巨大血小板病(giant platelet disorders,GPD)是一组异质性疾病,表现为血小板减少,巨大血小板和不同程度的出血。近年来,随着实验室检测技术的进展,新的巨大血小板病不断地被发现,但至今还有相当多的病例不能被分类和鉴定,易造成误诊。在临床实际工作中,我们发现一些巨大血小板病不是血小板本身的病变,而是其它疾病的一种特殊表型。最近我们遇到了一种罕见的病例,患者除表现巨大血小板减少外,还表现为红细胞异形、溶血性贫血和血浆植物固醇明显增高。对这种伴有巨大血小板的特殊病例进行深入细致的研究,有助于临床医生正确的认识此类疾病,及时地作出诊断、鉴别诊断和治疗,并为将来的进一步研究提供理论基础。
     目的巨大血小板减少与溶血性贫血共存在血液病中十分罕见,而且人们对其认识不清。一些血液病表现为溶血性贫血伴血小板减少,如Evan's综合征、血栓性血小板减少性紫癜等,但它们的血小板体积不大。1969年由Ducrou等提出的地中海口形红细胞增多症/地中海巨大血小板减少症,临床上表现为口形红细胞增多性溶血性贫血和巨大血小板,但仅见于澳大利亚的Adelaide地区,未见于其它地中海地区,其病因和发病机制不清。1974年Bhaltacharyya等首次报道了植物固醇血症(又称β-谷固醇血症),它是一种罕见的常染色体隐性遗传性脂质代谢性疾病。特征是植物固醇特别是谷固醇在血液和组织中积聚,从而引起黄色瘤,早发性冠心病、动脉硬化、关节炎等。2005年Rees等首次报道了表现为口形红细胞增多和巨大血小板的植物固醇血症。最近,我们发现了来自江苏盐城的一个家庭的3个孩子自幼表现为溶血性贫血和巨大血小板减少,与地中海巨大血小板减少症相似,但随着年龄的增长逐渐出现皮肤的黄色瘤。为了了解这种血液学异常与植物固醇之间的关系,为了阐明此类疾病发生的分子机制以及将此类疾病与其它巨大血小板病区别开来,我们对此家系的临床、生物化学和分子生物学特征进行了研究。
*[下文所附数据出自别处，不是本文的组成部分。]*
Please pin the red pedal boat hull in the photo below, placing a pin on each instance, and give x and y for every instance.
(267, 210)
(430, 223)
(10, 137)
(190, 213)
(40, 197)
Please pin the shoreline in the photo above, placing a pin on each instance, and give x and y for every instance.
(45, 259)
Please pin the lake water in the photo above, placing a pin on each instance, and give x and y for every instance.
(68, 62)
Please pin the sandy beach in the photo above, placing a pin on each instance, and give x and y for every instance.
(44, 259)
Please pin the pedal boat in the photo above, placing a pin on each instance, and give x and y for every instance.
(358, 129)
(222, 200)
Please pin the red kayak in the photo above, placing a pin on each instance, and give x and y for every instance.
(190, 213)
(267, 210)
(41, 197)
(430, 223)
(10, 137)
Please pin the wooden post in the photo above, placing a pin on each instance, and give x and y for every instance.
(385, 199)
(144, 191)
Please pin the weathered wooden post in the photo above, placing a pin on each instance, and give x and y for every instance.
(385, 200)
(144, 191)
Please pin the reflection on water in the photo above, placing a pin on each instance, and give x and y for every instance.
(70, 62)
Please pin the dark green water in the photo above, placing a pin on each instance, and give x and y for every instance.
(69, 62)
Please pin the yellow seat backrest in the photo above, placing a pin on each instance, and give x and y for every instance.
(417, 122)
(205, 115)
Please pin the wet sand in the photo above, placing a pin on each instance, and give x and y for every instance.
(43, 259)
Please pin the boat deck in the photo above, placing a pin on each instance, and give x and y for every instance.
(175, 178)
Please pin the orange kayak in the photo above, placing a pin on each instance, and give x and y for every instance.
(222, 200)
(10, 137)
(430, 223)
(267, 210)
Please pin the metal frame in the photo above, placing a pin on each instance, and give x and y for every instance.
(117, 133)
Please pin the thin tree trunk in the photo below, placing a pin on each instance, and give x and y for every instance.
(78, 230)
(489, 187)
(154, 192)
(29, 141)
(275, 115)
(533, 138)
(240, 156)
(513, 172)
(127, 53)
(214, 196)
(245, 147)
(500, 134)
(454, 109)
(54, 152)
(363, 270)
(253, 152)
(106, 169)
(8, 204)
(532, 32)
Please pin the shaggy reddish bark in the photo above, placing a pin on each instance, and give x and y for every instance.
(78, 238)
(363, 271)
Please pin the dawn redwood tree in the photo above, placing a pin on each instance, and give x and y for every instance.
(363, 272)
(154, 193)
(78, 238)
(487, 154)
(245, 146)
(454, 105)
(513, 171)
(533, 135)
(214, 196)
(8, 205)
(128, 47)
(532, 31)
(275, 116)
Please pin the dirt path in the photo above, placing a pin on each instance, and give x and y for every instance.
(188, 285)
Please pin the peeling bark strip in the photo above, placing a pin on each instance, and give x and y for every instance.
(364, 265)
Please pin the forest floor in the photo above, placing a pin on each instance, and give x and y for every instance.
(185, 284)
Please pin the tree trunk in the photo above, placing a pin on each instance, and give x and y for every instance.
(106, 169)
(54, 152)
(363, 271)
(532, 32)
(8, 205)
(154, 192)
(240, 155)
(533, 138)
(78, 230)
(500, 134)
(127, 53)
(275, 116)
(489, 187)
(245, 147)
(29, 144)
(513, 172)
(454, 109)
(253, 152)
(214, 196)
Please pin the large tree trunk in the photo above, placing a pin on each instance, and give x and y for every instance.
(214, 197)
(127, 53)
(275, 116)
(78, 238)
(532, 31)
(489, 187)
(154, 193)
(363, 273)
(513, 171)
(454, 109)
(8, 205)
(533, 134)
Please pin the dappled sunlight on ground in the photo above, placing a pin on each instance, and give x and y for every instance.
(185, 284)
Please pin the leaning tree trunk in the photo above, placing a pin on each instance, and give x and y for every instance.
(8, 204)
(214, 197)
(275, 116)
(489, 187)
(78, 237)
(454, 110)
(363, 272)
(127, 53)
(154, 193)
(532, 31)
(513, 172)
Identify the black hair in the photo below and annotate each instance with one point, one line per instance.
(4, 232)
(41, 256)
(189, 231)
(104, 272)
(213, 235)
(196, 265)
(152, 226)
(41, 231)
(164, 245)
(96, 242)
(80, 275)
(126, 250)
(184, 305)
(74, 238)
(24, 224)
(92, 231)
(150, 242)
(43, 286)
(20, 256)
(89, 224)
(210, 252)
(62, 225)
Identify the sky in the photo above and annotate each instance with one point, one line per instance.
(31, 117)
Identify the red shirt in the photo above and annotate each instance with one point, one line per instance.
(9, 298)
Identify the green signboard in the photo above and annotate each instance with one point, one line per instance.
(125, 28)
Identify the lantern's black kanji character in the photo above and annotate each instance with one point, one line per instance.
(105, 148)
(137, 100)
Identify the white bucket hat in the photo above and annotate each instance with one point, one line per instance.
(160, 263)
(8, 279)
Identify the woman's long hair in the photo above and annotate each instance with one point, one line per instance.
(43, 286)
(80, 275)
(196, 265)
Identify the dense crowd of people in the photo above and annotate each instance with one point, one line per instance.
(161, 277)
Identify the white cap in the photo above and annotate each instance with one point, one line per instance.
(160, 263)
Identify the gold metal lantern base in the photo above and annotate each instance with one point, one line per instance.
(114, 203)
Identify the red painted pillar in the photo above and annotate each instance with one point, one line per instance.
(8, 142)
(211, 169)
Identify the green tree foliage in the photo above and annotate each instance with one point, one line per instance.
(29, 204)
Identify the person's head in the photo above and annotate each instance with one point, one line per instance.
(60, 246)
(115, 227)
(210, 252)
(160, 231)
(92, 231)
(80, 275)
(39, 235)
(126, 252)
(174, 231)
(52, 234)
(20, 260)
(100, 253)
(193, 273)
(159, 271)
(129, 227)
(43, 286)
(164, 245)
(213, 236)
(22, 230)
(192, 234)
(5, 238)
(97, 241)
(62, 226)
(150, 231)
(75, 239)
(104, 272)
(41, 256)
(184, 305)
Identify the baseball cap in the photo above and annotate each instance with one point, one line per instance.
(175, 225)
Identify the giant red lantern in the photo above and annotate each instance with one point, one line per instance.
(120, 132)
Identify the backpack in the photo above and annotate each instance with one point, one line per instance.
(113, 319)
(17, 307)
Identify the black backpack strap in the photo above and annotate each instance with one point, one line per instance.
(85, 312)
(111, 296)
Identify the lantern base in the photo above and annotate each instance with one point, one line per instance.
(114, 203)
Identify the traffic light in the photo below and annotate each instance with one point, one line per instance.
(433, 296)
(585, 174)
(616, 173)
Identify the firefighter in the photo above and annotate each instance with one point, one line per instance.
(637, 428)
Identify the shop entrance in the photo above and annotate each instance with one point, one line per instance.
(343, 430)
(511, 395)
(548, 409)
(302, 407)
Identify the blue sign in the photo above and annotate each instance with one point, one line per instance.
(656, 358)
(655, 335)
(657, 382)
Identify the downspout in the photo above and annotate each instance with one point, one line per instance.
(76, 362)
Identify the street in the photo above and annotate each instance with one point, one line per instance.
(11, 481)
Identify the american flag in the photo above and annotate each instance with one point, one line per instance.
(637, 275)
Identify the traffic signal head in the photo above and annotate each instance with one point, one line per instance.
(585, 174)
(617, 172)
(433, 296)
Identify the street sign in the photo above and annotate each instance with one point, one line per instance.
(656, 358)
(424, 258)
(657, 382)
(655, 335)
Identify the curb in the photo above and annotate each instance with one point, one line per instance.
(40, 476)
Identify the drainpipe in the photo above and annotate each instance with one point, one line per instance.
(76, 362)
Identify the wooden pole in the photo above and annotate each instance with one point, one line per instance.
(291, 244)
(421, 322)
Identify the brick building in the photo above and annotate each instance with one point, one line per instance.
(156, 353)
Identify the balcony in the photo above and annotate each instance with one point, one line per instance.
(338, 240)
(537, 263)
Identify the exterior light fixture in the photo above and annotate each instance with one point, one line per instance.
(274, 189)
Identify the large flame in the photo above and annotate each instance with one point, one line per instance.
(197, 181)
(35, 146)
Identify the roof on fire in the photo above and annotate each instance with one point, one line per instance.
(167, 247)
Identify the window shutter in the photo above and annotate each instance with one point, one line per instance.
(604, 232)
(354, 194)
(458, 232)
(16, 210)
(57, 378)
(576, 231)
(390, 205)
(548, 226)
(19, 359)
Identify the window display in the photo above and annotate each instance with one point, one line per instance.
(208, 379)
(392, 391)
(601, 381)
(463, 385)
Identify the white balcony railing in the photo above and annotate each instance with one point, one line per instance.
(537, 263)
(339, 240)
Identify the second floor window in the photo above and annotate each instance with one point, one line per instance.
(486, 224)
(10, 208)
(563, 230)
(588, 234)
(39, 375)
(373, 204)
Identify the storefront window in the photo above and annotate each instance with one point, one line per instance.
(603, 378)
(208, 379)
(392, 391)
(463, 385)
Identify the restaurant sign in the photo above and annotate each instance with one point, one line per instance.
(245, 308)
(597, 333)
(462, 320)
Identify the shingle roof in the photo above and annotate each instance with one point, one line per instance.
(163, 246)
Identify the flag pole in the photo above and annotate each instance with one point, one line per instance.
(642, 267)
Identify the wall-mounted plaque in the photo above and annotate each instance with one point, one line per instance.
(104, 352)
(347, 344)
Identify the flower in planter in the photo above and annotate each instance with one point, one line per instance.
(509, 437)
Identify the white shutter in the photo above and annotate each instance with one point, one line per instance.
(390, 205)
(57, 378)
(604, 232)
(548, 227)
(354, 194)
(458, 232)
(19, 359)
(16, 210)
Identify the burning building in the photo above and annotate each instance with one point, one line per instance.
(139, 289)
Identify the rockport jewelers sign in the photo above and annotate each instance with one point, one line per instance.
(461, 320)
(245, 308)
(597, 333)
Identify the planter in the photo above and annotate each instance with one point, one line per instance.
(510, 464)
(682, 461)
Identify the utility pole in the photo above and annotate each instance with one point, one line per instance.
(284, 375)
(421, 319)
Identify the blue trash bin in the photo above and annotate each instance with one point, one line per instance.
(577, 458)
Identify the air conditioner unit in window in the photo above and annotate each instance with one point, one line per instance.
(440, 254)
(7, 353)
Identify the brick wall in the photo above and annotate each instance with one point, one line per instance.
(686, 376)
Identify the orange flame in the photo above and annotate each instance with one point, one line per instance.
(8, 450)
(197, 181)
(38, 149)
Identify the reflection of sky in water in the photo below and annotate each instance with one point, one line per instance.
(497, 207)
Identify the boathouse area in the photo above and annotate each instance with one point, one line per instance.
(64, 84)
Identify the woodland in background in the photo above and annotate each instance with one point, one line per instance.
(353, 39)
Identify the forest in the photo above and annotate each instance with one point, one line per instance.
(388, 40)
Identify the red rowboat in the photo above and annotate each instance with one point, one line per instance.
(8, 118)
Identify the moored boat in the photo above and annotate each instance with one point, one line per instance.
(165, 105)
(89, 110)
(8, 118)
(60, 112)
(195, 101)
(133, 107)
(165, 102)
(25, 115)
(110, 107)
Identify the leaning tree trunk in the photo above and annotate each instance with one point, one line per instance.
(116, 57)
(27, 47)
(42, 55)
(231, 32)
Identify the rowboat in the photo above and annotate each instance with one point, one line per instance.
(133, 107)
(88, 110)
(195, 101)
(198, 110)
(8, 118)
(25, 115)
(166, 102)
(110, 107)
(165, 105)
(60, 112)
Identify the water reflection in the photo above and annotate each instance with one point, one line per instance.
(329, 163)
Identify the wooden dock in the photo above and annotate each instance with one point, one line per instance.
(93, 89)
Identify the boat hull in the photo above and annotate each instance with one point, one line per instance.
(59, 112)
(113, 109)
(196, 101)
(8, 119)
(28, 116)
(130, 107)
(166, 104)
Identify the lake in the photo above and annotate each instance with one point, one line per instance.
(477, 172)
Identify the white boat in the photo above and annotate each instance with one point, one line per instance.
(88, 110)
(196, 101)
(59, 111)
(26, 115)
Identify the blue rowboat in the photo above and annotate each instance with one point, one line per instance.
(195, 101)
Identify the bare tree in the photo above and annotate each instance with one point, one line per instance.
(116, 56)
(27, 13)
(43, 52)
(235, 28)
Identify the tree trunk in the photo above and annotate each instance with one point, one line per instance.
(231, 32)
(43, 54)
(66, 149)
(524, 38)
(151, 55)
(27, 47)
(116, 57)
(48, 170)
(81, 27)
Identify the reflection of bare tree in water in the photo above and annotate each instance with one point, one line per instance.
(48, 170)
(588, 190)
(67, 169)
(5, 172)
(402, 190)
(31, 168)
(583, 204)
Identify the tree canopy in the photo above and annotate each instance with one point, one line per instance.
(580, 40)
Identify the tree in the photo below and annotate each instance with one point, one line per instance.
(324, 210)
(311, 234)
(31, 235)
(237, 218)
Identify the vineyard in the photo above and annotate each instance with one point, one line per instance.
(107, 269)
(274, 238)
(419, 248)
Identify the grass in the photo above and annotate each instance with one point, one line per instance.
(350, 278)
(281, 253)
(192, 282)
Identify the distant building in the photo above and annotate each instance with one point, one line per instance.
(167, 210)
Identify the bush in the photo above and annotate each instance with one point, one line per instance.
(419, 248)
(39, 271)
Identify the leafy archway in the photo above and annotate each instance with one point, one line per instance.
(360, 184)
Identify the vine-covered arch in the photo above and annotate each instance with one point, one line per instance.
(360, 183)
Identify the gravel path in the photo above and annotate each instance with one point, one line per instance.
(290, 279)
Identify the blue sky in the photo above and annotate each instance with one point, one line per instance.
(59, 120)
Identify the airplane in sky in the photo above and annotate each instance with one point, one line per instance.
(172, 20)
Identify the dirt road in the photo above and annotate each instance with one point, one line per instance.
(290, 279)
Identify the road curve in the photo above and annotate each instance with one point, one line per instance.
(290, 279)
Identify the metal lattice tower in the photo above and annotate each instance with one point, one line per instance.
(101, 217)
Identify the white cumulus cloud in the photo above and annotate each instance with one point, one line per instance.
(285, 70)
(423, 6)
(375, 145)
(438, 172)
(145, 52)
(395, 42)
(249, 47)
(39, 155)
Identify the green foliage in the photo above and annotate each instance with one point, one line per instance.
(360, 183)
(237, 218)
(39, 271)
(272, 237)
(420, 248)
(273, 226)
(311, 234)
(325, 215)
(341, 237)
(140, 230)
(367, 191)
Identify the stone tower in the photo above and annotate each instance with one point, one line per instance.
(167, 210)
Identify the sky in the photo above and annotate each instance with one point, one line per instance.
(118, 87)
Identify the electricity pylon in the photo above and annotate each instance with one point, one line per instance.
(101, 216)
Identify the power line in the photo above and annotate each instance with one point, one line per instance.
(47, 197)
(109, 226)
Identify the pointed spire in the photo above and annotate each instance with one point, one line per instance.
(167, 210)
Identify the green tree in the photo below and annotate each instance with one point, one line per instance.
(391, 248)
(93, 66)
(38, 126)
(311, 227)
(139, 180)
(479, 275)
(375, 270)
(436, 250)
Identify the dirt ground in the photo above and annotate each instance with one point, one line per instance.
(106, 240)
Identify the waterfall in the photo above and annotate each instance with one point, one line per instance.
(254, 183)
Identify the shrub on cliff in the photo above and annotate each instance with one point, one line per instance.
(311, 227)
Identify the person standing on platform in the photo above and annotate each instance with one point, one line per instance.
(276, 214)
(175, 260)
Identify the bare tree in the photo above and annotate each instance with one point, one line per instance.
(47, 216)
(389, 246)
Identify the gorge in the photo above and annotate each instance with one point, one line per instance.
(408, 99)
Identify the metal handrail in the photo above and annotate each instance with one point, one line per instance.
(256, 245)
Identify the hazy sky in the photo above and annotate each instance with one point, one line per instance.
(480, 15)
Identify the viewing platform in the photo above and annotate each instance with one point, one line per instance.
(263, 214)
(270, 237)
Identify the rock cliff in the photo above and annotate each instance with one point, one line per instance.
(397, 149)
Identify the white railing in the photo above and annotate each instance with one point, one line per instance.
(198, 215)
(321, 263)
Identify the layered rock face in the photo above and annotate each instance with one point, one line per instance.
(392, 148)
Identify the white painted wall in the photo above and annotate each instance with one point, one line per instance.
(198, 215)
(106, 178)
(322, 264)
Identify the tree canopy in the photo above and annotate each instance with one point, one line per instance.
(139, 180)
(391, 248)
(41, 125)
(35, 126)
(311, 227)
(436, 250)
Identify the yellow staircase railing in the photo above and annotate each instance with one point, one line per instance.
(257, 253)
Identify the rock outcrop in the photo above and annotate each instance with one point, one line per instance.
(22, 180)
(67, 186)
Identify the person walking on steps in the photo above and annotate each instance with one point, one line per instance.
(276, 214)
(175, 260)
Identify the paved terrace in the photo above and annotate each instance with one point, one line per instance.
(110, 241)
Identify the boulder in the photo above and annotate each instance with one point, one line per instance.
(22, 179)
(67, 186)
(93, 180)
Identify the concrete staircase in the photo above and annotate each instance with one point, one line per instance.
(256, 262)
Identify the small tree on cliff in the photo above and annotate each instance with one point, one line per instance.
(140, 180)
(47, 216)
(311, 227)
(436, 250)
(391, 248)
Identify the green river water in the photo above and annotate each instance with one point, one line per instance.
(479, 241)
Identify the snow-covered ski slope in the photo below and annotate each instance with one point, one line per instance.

     方法第1部分建立特异精确的血浆植物固醇测定方法,以便植物固醇血症的诊断。制备谷固醇、豆固醇和二氢胆固醇标准溶液及收集患者、他们父母和10名正常人非抗凝禁食血2ml。100μl血清或标准溶液用1mol/L氢氧化钾乙醇溶液皂化,正己烷溶液提取,苯甲酰氯溶液衍生。衍生物再用正己烷溶液提取,然后在氮气流下挥发蒸干。非挥发物用100μl四氢呋喃:乙腈(1:1)溶解液溶解后,取10μl注入高效液相色谱(HPLC)进行测定。HPLC仪为美国Agilent1100系统,层析柱为Diamonsil C_(18),流动相为乙腈和异丙醇(75:25,v/v),流速为1ml/min。在235nm的波长下测定紫外吸收值。第2部分分析一个植物固醇血症家系的临床特征。光学显微镜观察红细胞和血小板形态。比浊法测定血小板聚集。流式细胞术检测血小板膜糖蛋白(GP)。PCR法扩增ABCG5和ABCG8基因的所有外显子和侧翼序列,DNA测序确定基因异常,限制性内切酶(BfaⅠ)分析该家系及70名正常人相应序列的PCR产物。第3部分用HPLC法检测3名患者、他们父母和6例正常人红细胞膜的固醇含量。将谷固醇与红细胞在体外进行孵育,观察正常人红细胞形态变化并检测其渗透脆性。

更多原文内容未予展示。